Pensions crisis "single biggest risk to UK population"
Apathy and distrust are leading many into potential poverty come retirement.
The lack of saving for retirement is the biggest threat facing the UK population in the next generation, according to Hargreaves Lansdown’s Rob Morgan (pictured).
The investment analyst lists the pension crisis as bigger than the problems in the eurozone and government spending cuts, which take up far more column space in UK newspapers.
“I know this has been acknowledged as a problem, but I don’t think it’s gone far enough – this is the single biggest issue facing the UK population in the next 20 years,” said Morgan.
“It’s not just a small number of people who are going to find retirement difficult – there are going to be a huge raft of people who haven’t put any money aside for themselves.”
Morgan lists disillusionment with the financial services industry and sheer apathy as the principle reasons for the crisis.
“The fact of the matter is, people care more about saving for holidays, a house deposit and going to the pub,” he explained. “There clearly needs to be more education in the area from a young age, which we aren’t seeing.”
“I previously worked for a corporate pension provider, and I was seeing schemes that matched employee’s contributions and more, yet still were being ignored.
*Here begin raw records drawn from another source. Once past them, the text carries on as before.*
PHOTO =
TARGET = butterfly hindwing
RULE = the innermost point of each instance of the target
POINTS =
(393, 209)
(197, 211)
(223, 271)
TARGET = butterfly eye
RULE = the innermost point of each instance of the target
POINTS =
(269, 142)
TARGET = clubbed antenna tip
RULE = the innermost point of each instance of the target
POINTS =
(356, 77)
This is just plain daft in my opinion.”
“It’s also the general distrust of financial services. Every time there are negative headlines about banks or pensions it leaves a lasting image, which is a shame because there’s plenty of very good people in the industry.”
The latest FE Trustnet poll revealed that almost three quarters of investors favour saving through an ISA than a pension.
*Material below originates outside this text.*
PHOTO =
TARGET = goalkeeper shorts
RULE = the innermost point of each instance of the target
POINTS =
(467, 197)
Morgan says the results are reflective of the difficulties facing the younger generation.
“I can understand why ISAs come out on top, because you get far more flexibility and can get your money out for a house deposit, or something else short-term,” he said.
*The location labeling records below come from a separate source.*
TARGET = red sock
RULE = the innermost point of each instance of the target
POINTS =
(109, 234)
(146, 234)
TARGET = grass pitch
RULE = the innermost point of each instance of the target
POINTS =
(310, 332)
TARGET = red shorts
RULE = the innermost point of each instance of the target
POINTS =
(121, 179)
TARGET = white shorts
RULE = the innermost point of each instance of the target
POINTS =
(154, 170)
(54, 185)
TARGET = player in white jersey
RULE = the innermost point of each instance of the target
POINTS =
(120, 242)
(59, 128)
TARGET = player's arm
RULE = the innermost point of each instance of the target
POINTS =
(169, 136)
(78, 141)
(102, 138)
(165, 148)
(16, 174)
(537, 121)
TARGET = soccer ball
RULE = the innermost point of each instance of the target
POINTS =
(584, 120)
“There’s also the problem of annuity rates being driven down because of gilt yields falling, as a result of inflation, quantitative easing and so on.”
“I think there’s certainly a place for both; since houses are less affordable these days, I suppose it makes sense to save first through an ISA and then a pension at a later date.”
“To be honest though, the main thing is putting some money aside for your retirement, regardless of how you do it.”